I'm sorry, but the people who actually study this for a living will tell you that they don't actually know where volition nor the sensation of volition comes from nor even if volition is a thing.

The point was there have been no advancements in the treatment of stroke patients in the 40 years since I began as a physical therapist.

Therapy is exactly the same.

You try to reconnect the will to the body as the brain heals with repetitive exercise and practice. The only things you can work with are the will of the patient and the plasticity of the brain.

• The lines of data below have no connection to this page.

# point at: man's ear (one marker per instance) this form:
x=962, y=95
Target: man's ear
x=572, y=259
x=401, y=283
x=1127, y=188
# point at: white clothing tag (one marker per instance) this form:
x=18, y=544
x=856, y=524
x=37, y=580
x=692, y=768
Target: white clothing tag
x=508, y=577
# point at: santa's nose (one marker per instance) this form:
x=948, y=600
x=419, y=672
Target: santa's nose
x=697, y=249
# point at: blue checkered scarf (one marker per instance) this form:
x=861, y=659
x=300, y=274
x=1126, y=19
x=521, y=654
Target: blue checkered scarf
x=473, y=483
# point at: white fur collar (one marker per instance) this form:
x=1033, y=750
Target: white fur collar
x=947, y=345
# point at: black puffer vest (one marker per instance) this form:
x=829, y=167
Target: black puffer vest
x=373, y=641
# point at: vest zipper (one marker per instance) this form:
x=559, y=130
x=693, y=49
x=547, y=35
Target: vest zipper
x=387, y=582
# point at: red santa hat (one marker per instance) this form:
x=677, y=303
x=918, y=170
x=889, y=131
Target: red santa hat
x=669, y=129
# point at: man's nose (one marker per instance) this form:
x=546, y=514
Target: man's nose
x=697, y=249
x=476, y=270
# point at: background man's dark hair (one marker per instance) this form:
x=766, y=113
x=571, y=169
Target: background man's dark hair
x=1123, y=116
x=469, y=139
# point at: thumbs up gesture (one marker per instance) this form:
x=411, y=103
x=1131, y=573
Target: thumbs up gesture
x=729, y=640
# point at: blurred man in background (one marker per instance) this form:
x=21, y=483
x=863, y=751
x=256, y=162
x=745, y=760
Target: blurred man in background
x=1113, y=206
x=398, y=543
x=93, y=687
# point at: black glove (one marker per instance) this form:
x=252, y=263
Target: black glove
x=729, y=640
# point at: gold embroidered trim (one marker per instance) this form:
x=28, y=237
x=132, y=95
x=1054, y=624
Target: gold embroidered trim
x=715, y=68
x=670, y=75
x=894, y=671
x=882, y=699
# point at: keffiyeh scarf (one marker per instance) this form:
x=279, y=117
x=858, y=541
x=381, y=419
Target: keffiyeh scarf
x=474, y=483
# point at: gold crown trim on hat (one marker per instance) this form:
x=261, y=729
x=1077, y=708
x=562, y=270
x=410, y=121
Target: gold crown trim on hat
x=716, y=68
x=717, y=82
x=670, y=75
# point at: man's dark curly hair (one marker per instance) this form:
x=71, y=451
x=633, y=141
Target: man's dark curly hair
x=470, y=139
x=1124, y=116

Neuroscience has not provided one thing to the process in at least the last 40 years.
 
Literally 1 Google Scholar search later...

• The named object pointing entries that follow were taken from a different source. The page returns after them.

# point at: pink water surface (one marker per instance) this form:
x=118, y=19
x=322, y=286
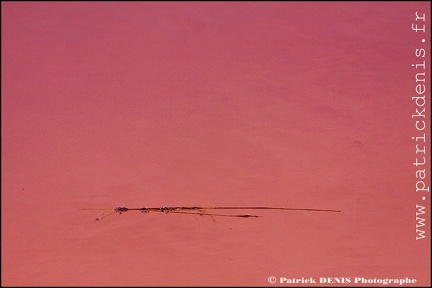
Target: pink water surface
x=135, y=104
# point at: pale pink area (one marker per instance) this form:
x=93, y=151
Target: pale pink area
x=157, y=104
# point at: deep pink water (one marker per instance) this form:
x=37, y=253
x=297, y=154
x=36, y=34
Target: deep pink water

https://link.springer.com/article/10.1007/s40141-014-0051-4

Applications of Brain–Machine Interface Systems in Stroke Recovery and Rehabilitation said:
Brain Machine Interface (BMI) Technologies

BMI systems infer the user’s intent from neural data acquired from the brain, and transform it into output variables to control screen cursors, prosthetic devices, assistive orthotic devices, etc., in real time. One of the first implementations of a brain-computer interface consisted of using an event-related potential (ERP) associated with the classical oddball paradigm to identify letters in the alphabet, which helped the user communicate through words [10]. Since then, the school of thought that primarily considered neural interfaces to be applicable only in the completely paralyzed and/or individuals who are “locked-in” and cannot communicate verbally has definitively changed, and BMIs are getting integrated into mainstream rehabilitation. The reasons for this are primarily: (a) ability to measure brain signals non-invasively that can be effectively transformed into control signals, using methods such as electroencephalography (EEG) [11, 12], magnetoencephalography (MEG) [13], and functional near-infrared spectroscopy (fNIRS) [14, 15]; (b) improvements in technology that allow relatively fast analysis of large-scale, multi-dimensional data sets; and (c) increased understanding of neuroplastic mechanisms of motor learning and adaptation [16, 17] and functional motor recovery [18], which has further catalyzed use of brain-derived neural signals in rehabilitative BMIs.

BMIs have the potential to greatly improve clinical rehabilitation regimens by using extant neurological signals to drive and enhance functional recovery by actively engaging the user in rehabilitation, while simultaneously allowing for monitoring and quantification of internal states and neural plasticity over time. Also, the process of learning to use the BMI, i.e., learning to control the device/perform the task at hand using neural “thought” signals is a process of cognitive-motor learning, which is of benefit in recruiting existing neuroplastic mechanisms. Besides, successful task performance is fed back in the loop, recruiting error-correcting and reward-related feedback mechanisms. Taken together, these recent BMI applications for training-induced plasticity have made it an important rehabilitative tool, rather than a mere substitutive tool for the severely impaired patients.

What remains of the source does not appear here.